I see. I’m gonna try if I can verify somehow whether my v is being computed right

Perhaps you should show us your CVX formulation of the minimization problem. When you get a negative gap, what x value is used in your maximization with what resulting optimal y, and what y value is used in your minimization with what resulting optimal x?

I did the minimization problem like this:

cvx_begin
variable xofy(n,1);
minimize(y'*(A'*xofy) + (1/2)*((B*xofy)'*(B*xofy)));
subject to
xofy >= zeros(n,1);
sum(xofy) == 1;
cvx_end


Here the xofy is the variable and y is given.

The x which I use on the max problem and the y I use on the min problem are generated by a big routine where I’m updating x and y and expecting that they converge to the solution of the minmax problem, so that the gap should converge to 0.
So you can think of x as a vector in \Delta_n and y as the vectorized form of a matrix in \Omega, using the svec function.
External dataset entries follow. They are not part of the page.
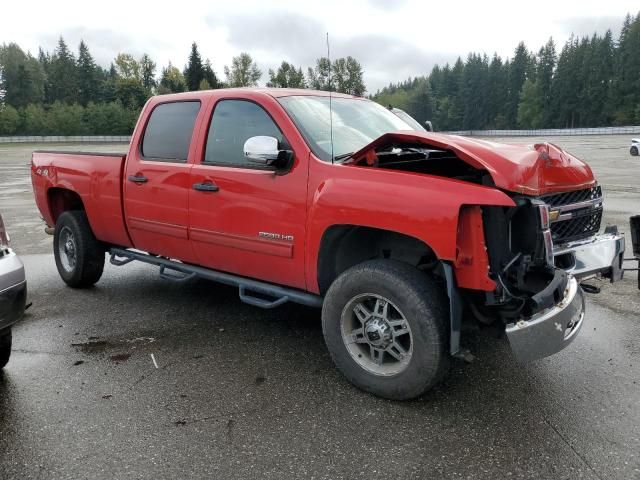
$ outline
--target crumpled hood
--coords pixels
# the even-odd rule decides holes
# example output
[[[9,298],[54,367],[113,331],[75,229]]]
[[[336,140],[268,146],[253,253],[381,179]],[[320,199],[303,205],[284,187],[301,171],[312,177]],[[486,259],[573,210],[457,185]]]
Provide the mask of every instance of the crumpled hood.
[[[354,153],[349,163],[373,165],[376,149],[402,143],[451,150],[471,166],[489,172],[498,188],[515,193],[544,195],[596,184],[586,163],[551,143],[507,145],[431,132],[386,133]]]

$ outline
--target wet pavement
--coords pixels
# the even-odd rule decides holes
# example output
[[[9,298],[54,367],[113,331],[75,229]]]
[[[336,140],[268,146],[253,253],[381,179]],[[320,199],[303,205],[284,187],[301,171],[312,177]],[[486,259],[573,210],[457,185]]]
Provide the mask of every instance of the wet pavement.
[[[640,160],[624,156],[626,137],[604,139],[603,151],[554,141],[592,163],[605,220],[626,222],[640,213]],[[467,332],[473,364],[391,402],[335,370],[316,310],[256,309],[234,289],[136,264],[65,287],[19,168],[29,150],[7,150],[0,209],[33,306],[0,374],[0,478],[640,478],[635,273],[588,296],[559,354],[520,366],[504,338]]]

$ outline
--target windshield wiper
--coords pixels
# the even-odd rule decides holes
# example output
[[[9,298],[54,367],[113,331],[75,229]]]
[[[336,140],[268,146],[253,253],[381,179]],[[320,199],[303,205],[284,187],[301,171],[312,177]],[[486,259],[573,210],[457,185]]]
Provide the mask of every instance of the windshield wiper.
[[[333,157],[333,161],[335,162],[337,160],[339,162],[340,160],[346,160],[354,153],[356,152],[349,152],[349,153],[343,153],[342,155],[336,155],[335,157]]]

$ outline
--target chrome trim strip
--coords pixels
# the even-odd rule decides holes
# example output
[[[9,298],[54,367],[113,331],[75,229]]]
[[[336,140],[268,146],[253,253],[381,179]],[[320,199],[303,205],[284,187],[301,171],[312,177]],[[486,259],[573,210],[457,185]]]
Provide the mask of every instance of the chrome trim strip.
[[[598,197],[592,200],[585,200],[584,202],[570,203],[568,205],[550,207],[550,209],[552,211],[559,211],[559,212],[572,212],[574,210],[580,210],[581,208],[590,208],[590,207],[593,208],[593,207],[602,206],[602,203],[603,203],[602,197]],[[568,218],[571,218],[571,217],[568,217]],[[567,218],[564,218],[564,220],[566,219]],[[554,222],[559,222],[562,220],[563,220],[563,215],[560,215],[560,217],[558,217],[557,220],[554,220]]]

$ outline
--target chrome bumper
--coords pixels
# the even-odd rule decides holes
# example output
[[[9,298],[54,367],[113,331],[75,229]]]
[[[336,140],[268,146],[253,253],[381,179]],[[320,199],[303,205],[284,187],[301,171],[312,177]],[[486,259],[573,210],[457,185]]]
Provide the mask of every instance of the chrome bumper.
[[[0,330],[22,318],[27,299],[27,281],[20,258],[9,251],[0,257]]]
[[[578,281],[571,277],[564,298],[554,307],[529,319],[507,325],[507,338],[520,362],[548,357],[569,345],[584,319],[584,296]]]
[[[570,273],[578,281],[600,274],[613,283],[622,279],[624,247],[624,237],[617,232],[604,233],[586,242],[557,247],[553,256],[556,267]]]

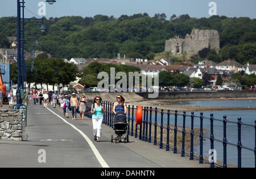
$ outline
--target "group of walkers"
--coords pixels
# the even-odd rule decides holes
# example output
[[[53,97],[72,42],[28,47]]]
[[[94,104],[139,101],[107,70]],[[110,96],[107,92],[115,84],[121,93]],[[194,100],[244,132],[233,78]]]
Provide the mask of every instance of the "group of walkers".
[[[14,104],[14,95],[12,91],[10,91],[7,95],[8,103],[9,104],[9,108],[12,109]],[[3,92],[0,89],[0,107],[3,107]]]
[[[47,107],[47,104],[49,101],[49,95],[46,92],[40,92],[39,95],[36,93],[33,94],[35,104],[36,104],[36,99],[39,97],[40,104],[44,101],[44,108]],[[68,112],[72,112],[72,120],[77,119],[77,113],[80,113],[81,120],[84,120],[85,113],[88,109],[86,104],[87,100],[85,94],[82,94],[79,99],[77,97],[76,93],[72,94],[71,97],[65,94],[57,94],[55,92],[51,96],[51,104],[53,108],[56,108],[57,103],[59,104],[60,108],[63,109],[63,114],[65,118],[69,118]],[[104,114],[106,112],[105,109],[102,104],[102,99],[100,96],[97,96],[93,99],[93,103],[90,108],[90,113],[92,114],[92,123],[94,140],[100,142],[101,137],[101,125],[102,123]],[[115,114],[118,111],[123,111],[125,114],[127,112],[125,100],[122,95],[117,96],[117,101],[114,104],[113,113]]]
[[[85,104],[87,100],[85,98],[85,95],[82,94],[82,96],[79,99],[76,93],[72,93],[70,99],[68,95],[63,95],[63,99],[60,100],[61,104],[60,107],[63,108],[63,113],[64,117],[68,118],[68,110],[71,110],[72,113],[73,120],[77,118],[77,113],[80,113],[81,120],[84,120],[84,114],[86,111]]]

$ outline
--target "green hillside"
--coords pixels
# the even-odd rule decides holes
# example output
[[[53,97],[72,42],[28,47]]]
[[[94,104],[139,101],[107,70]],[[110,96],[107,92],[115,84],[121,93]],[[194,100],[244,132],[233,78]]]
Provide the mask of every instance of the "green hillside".
[[[241,63],[256,64],[256,19],[213,16],[196,19],[184,15],[169,19],[164,14],[122,15],[119,18],[101,15],[93,18],[65,16],[45,19],[47,31],[40,32],[40,24],[28,23],[27,35],[39,33],[37,49],[54,58],[112,58],[120,53],[130,58],[154,59],[164,50],[165,41],[176,36],[184,38],[193,28],[214,29],[220,35],[219,54],[207,52],[192,60],[208,58],[216,62],[232,58]],[[16,23],[10,18],[0,18],[0,36],[13,36]],[[32,42],[30,42],[31,43]],[[6,39],[0,39],[0,48]]]

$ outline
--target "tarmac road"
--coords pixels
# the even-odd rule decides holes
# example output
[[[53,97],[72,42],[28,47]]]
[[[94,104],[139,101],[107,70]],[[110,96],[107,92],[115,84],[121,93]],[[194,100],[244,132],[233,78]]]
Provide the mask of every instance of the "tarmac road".
[[[71,114],[64,118],[62,109],[50,105],[45,109],[32,103],[26,127],[29,141],[0,140],[1,168],[209,167],[132,137],[129,143],[112,143],[113,129],[105,125],[101,142],[95,142],[90,119],[72,121]],[[39,162],[42,150],[46,152],[46,163]]]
About the optimal values, the maximization problem is returning something of order 0.2 while the minimization is returning something of the order 17 to 20 (this testing for 100 randomly generated symmetric matrices A_j 100 by 100) I tested for different instances of matrices with the same properties and keep getting the same order on the results. The gap is then computed as 0.2 - 17 and stays negative.

As you said I just found out it was matlab error and nothing to do with cvx.
I just assumed it was cvx because it was working right with the other problem I mentioned…
Thanks for the help, I wouldn;t have found out without it.
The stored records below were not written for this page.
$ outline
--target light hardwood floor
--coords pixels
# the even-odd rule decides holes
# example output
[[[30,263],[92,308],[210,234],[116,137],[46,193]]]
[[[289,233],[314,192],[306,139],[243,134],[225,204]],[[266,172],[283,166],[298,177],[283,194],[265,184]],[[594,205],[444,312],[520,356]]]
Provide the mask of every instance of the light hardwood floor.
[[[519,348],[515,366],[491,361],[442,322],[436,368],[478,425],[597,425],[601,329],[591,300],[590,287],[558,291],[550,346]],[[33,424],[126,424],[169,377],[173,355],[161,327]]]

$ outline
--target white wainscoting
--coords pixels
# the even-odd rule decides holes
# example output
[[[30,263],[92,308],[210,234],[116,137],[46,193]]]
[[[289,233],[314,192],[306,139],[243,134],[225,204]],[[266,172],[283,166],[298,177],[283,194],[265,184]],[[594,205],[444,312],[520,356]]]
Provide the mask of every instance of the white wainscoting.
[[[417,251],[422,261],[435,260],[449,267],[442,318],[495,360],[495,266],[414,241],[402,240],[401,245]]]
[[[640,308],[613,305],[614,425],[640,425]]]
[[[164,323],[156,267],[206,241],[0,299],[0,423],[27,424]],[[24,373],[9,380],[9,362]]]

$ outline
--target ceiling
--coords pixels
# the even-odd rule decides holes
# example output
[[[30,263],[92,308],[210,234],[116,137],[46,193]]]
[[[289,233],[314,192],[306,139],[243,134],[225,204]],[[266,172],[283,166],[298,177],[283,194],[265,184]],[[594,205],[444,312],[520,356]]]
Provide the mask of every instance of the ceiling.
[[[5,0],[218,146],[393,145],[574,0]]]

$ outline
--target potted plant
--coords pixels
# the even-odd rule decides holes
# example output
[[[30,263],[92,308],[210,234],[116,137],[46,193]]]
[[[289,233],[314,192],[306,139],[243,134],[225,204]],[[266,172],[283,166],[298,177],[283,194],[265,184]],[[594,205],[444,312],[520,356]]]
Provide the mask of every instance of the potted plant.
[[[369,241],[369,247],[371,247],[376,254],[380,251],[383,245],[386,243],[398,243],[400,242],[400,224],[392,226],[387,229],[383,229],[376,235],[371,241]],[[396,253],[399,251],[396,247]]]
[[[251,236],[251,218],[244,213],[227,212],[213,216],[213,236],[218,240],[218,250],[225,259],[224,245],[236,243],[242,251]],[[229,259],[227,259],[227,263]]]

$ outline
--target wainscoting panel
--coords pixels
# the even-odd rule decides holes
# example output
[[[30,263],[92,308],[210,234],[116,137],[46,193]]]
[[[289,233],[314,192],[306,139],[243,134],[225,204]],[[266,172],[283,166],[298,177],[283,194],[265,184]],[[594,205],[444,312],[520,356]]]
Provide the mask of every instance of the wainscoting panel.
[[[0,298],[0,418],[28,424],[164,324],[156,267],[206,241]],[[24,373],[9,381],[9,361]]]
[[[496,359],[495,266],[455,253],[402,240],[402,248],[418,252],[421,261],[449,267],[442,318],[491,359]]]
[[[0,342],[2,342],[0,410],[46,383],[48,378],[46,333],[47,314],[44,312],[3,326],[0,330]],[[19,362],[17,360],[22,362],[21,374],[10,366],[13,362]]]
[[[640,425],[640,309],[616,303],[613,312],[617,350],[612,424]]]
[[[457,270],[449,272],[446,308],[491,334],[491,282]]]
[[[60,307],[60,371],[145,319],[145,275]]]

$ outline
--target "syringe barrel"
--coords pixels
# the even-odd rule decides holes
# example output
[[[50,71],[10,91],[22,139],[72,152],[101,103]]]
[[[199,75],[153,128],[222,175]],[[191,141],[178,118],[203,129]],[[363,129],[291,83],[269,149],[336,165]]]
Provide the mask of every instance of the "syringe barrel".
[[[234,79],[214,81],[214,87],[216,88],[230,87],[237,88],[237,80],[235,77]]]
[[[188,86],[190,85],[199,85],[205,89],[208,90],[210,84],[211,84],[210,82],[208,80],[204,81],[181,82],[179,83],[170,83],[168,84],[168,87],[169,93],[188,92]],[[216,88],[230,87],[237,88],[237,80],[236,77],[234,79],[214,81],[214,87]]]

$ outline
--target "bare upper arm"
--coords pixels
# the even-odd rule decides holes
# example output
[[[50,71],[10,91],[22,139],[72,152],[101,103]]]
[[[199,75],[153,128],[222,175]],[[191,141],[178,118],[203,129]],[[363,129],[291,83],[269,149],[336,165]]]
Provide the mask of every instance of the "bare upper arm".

I don’t know if I should delete this post or leave as it is now?

Leave aside the possibility of any coding errors for the moment. My use of max and min w.r.t stated variables means subject to your stated constraints on the particular variable.

If min w.r.t x of max w.r.t y < max w.r.t y of min w.r.t x, then it is possible to have a negative gap, depending on the choice of x for your max and choice of y for your min. You haven’t told us how these are chosen other than by stating that they are generated by a big routine which you expect to converge to a solution of the minimax problem. Not having details of your big routine, I can’t judge the veracity of this, and even if I did have the details, perhaps not. I presume somewhere or other in the big routine, or inputs thereto, is some kind of starting values; perhaps the performance of your overall algorithm critically depends on those. Why do you “expect” this big routine to converge, other than that it would be nice if it did?

If I have any theoretical misunderstanding, please feel free to correct me,

Edit: Our posts crossed in cyberspace, so to speak. So perhaps what I have written has been overcome by events. You may want to edit your last post and provide more details on the MATLAB error you found, especially to the extent it may have been manifested in your previous posts. In any event, I suggest you leave the thread intact.

Sorry to be late to the party, I’ve been a bit busier than usual with paying work. (Yay!) I am glad you have found a resolution to the problem.